Esses esforços ficam evidentes em Viznar, vilarejo situado nas montanhas próximas a Granada. Um time de arqueólogos vem escavando o barranco em que os avôs de Ángela e de Jiménez foram enterrados com cerca de 280 outros corpos —um deles possivelmente pertence ao poeta Federico García Lorca.

Um porta-voz do PP afirmou que as exumações podem continuar após as eleições, dizendo que as famílias espanholas "têm o direito de recuperar os corpos de seus entes queridos". Mas muitas delas dizem se lembrar de como o ex-premiê Mariano Rajoy, conservador, gabou-se de ter reduzido a zero o financiamento público para a lei de memória de 2007.

A possibilidade de uma aliança nacional entre o PP e o Vox –que, segundo indicam as pesquisas, seria a única maneira de a direita obter maioria no Parlamento— veio exacerbar esses receios.

Nas últimas semanas, famílias de vítimas da ditadura acompanham ansiosamente as ações de coalizões formadas entre os dois partidos após as eleições regionais de maio.
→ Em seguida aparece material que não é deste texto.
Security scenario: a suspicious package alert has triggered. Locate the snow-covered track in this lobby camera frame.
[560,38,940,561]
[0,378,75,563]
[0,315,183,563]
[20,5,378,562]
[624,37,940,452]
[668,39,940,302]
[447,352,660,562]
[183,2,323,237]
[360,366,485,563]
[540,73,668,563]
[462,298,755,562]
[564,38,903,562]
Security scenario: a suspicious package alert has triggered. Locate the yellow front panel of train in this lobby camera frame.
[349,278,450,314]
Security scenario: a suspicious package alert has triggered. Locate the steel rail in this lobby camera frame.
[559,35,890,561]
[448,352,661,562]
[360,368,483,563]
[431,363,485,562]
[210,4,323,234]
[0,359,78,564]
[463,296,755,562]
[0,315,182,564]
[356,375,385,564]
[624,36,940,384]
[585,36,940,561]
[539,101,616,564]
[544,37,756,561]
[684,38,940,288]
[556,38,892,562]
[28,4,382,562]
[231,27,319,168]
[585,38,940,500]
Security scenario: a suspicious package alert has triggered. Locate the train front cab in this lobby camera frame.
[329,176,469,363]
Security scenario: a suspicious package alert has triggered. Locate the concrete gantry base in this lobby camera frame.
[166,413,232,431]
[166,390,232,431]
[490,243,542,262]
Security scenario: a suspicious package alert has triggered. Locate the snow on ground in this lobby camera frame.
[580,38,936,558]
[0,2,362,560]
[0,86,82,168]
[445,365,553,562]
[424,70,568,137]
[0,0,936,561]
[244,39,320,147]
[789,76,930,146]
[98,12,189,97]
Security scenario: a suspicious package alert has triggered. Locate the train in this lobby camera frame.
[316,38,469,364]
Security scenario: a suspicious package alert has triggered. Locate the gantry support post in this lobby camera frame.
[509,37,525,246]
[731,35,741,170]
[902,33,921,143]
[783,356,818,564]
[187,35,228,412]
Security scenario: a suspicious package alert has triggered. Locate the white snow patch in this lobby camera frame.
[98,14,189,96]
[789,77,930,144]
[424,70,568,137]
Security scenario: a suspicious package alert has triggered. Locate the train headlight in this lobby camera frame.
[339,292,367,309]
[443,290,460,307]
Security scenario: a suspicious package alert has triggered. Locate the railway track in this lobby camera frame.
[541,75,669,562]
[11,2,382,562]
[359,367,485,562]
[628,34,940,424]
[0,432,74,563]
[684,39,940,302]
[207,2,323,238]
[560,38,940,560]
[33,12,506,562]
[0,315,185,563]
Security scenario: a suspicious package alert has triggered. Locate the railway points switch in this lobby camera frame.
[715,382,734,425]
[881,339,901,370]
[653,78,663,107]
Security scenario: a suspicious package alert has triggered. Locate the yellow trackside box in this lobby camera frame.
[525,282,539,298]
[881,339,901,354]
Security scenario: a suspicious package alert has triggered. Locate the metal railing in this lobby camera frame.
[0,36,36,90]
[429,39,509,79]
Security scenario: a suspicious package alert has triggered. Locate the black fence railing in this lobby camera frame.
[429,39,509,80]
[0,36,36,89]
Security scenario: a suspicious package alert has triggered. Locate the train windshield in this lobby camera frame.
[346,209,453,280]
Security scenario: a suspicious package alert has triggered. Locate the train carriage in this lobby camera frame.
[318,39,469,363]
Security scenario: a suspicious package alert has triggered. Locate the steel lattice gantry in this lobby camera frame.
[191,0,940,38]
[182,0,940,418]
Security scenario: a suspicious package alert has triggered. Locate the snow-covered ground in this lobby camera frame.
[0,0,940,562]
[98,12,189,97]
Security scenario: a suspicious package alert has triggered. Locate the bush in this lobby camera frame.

Quase todas elas têm planos para silenciar seus projetos relacionados à memória.

"O governo central é nossa última esperança, nosso Álamo", diz Matías Alonso Blasco, em referência à fortaleza massacrada por tropas mexicanas quando o Texas se tornou independente e se anexou aos EUA. "Se ele cair, estará tudo acabado", prossegue ele, que representa famílias na região de Valencia.

A localidade passou recentemente a ser governada pela direita, que anunciou a revogação das "normas que atacam a reconciliação em questões históricas". Muitos interpretaram isso como uma alusão à lei de memória local, promulgada em 2017, que ajudou a possibilitar que dois terços das 600 valas comuns da região fossem escavados.